Quando si risvegliò era ancora notte fonda ma non sapeva dire con precisione che ore fossero: da queste parti il sole cala sempre troppo presto e sempre troppo tardi rispunta fuori dalle altissime montagne che circondano la valle solitaria. Pensava che fosse ancora notte fonda perchè fuori era tutto silenzio ma da queste parti c’è sempre silenzio: ci pensa il vento gelido a portare via qualsiasi rumore e coprire tutto con le sue urla, in ogni momento, questo gelido vento maledetto che spazza sempre via tutto e lascia solo il proprio sibilare a riempire questa desolazione assoluta.
Per lunghi attimi rimase ancora stordito, non gli riusciva capire bene dove fosse e cominciò a guardare la stufa e il divano di fronte e si stupì di non essere più a casa sua, in Italia. “Ma dove...” non finì neanche di pensare che notò una figura seduta proprio davanti, un po’ spostata sulla sinistra e vide le gambe fino alle ginocchia, notò dei calzini un tempo bianchi e delle scarpe da ginnastica vecchie e sporche, poi alzò lo sguardo e rimase ancora più stupito.
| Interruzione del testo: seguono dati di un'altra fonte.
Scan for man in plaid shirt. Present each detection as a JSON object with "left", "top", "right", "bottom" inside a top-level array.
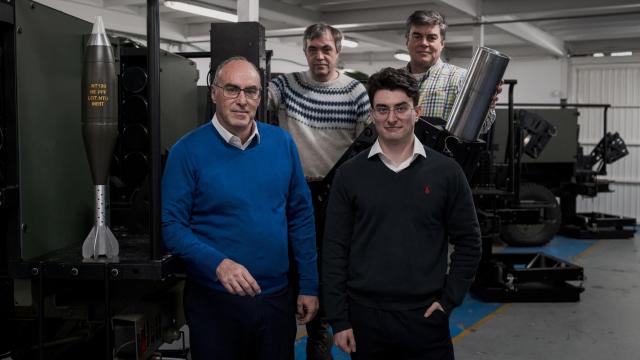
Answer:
[{"left": 405, "top": 10, "right": 502, "bottom": 133}]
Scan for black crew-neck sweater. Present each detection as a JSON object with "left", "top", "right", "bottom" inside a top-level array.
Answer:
[{"left": 321, "top": 147, "right": 481, "bottom": 332}]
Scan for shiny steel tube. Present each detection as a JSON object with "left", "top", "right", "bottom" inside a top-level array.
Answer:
[{"left": 446, "top": 47, "right": 510, "bottom": 141}]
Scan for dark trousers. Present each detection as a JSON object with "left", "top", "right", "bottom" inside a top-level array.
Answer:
[
  {"left": 184, "top": 281, "right": 296, "bottom": 360},
  {"left": 349, "top": 302, "right": 454, "bottom": 360}
]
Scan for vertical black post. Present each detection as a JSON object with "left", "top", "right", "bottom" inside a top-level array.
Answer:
[
  {"left": 104, "top": 264, "right": 113, "bottom": 360},
  {"left": 505, "top": 80, "right": 518, "bottom": 197},
  {"left": 37, "top": 262, "right": 44, "bottom": 360},
  {"left": 147, "top": 0, "right": 162, "bottom": 260},
  {"left": 598, "top": 105, "right": 611, "bottom": 175}
]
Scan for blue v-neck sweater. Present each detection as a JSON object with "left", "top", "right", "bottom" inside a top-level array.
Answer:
[{"left": 162, "top": 122, "right": 318, "bottom": 295}]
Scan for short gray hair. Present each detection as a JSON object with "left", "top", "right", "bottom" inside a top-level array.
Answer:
[{"left": 302, "top": 23, "right": 343, "bottom": 52}]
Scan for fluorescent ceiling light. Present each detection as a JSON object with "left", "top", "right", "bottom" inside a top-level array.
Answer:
[
  {"left": 342, "top": 38, "right": 359, "bottom": 48},
  {"left": 164, "top": 1, "right": 238, "bottom": 22},
  {"left": 393, "top": 52, "right": 411, "bottom": 62},
  {"left": 611, "top": 51, "right": 633, "bottom": 56}
]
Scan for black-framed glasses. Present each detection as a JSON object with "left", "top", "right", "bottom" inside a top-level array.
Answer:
[
  {"left": 371, "top": 103, "right": 412, "bottom": 120},
  {"left": 213, "top": 84, "right": 260, "bottom": 100}
]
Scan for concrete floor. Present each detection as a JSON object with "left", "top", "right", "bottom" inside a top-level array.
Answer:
[
  {"left": 296, "top": 233, "right": 640, "bottom": 360},
  {"left": 455, "top": 233, "right": 640, "bottom": 360}
]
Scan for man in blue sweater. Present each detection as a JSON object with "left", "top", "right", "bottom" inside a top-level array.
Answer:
[
  {"left": 321, "top": 68, "right": 481, "bottom": 360},
  {"left": 162, "top": 57, "right": 318, "bottom": 360}
]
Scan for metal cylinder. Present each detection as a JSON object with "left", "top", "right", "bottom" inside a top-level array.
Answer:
[{"left": 446, "top": 47, "right": 510, "bottom": 141}]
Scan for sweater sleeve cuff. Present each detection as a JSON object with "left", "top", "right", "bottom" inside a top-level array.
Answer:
[
  {"left": 300, "top": 280, "right": 318, "bottom": 296},
  {"left": 438, "top": 299, "right": 456, "bottom": 315},
  {"left": 197, "top": 248, "right": 227, "bottom": 281},
  {"left": 331, "top": 320, "right": 351, "bottom": 335}
]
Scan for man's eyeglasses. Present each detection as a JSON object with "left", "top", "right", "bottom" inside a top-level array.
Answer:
[
  {"left": 371, "top": 104, "right": 412, "bottom": 120},
  {"left": 213, "top": 84, "right": 260, "bottom": 100}
]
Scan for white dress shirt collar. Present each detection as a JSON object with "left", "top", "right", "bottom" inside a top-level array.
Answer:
[{"left": 368, "top": 135, "right": 427, "bottom": 173}]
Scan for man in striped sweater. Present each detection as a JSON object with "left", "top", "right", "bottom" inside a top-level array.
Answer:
[{"left": 269, "top": 24, "right": 369, "bottom": 360}]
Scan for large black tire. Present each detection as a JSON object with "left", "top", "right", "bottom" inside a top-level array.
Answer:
[{"left": 500, "top": 183, "right": 562, "bottom": 246}]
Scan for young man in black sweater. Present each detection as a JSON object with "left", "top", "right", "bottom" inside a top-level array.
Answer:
[{"left": 321, "top": 68, "right": 481, "bottom": 359}]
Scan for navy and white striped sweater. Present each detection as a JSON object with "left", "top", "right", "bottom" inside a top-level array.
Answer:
[{"left": 269, "top": 71, "right": 369, "bottom": 178}]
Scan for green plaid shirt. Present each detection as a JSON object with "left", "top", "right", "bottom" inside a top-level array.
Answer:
[{"left": 407, "top": 59, "right": 496, "bottom": 133}]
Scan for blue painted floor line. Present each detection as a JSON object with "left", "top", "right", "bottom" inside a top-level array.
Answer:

Era lei.


Capitolo 2 – La visione alla gonpa

“Ti stavo aspettando” gli disse finalmente il locandiere mentre lo straniero sorseggiava una tazza di chai nero bollente che gli aveva portato Kama, la ragazza.
“Mi stavi aspettando?” chiese sorpreso staccando le labbra dal bordo della tazza.
“Si, mi avevano annunciato che saresti venuto qua”
Lo straniero getto’ con violenza la tazza per terra e si alzo’ di scatto in piedi guardando il suo amico con occhi minacciosi e allarmati.
“Chi ti ha detto che sarei venuto qui?”
“E’ stato il vento” rispose il locandiere con un sorriso, per tranquillizzarlo. “Il vento ci porta tante notizie. Basta saperne riconosce la voce”
Lo straniero sembro’ rilassarsi per un attimo, poco sorpreso di quella strana risposta ma ancora sembrava non del tutto convinto.
“Il vento potrebbe sibilare anche agli orecchi di altri” disse allora lo straniero con tono tra il distaccato e il sospettoso guardando in direzione della finestra, cercando di scorgere qualcosa attraverso quei vetri sudici, ma tutto, fuori, era avvolto nelle tenebre. Il locandiere sorrise.
“Guarda la’ fuori...ci sono soffi di vento che vengono da nord e altri che vengono da sud. Qualcun’altro sembra venire dal fiume e qualcun’altro dal ventre stesso della montagna, altri vengono da chissa’ dove. Ed ognuna di queste e’ una voce che racconta cosa succede al di la’ di questa valle sperduta tra gli alti monti. L’altro giorno io ero seduto lassu’ sulla cresta a meditare ed offrire doni e incenso alla Dea Lakhsmi. Ad un certo punto una raffica piu’ forte di tutte le altre ha cominciato a girarmi tutto attorno e sollevare le bandierine di preghiera che avevo portato con me per attaccarle al chorten del Piccolo Passo, quello lassu’ sopra la vallata dalla quale si puo’ vedere l’ansa del fiume, ti ricordi? Il vento mi aveva accerchiato e sollevava tutto. Ad un certo punto una bandierina gialla mi colpi’ in faccia e quando riuscii ad afferrarla, lessi una preghiera che non avevo scritto io. Diceva: accogli l’amico che cerca riparo e forniscigli cibo e aiuto perche’ la sua strada sara’ ancora lunga e tortuosa. Proteggilo dai nemici come fosse il piu’ prezioso dei tuoi tesori e porta una candela in piu’ per chiedere la benevolenza degli Dei”
Poi il vento me la strappo’ via di mano e volo’ lontano: non l’ho piu’ rivista ma dal Piccolo Passo si sentiva salire su come un lamento, un grido di aiuto sempre portato dal vento. Allora la mattina dopo sono tornato con un’altra candela di burro di yak e l’ho accesa dentro la piccola gonpa del Loto Solitario. La sua fiamma sembrava brillare di vita propria ma ogni tanto il vento soffiava fortissimo quasi volesse spengerla. Io ho cercato di riparare quella fiamma alta e bella, la candela sembrava non consumarsi mai ed era cosi’ luminosa dentro la buia gonpa che sarebbe stato un’offesa agli Dei permettere che il vento la vincesse. Con il tessuto del mio fagotto ho coperto la stretta entrata della gonpa e cosi’ facendo ho pensato di aver fatto una buona azione. Da fuori la luce della fiamma sembrava aver acquistato ancor piu vigore ed io allora fui convinto di aver operato bene per l’amico che gli Dei mi avevano chiesto di aiutare”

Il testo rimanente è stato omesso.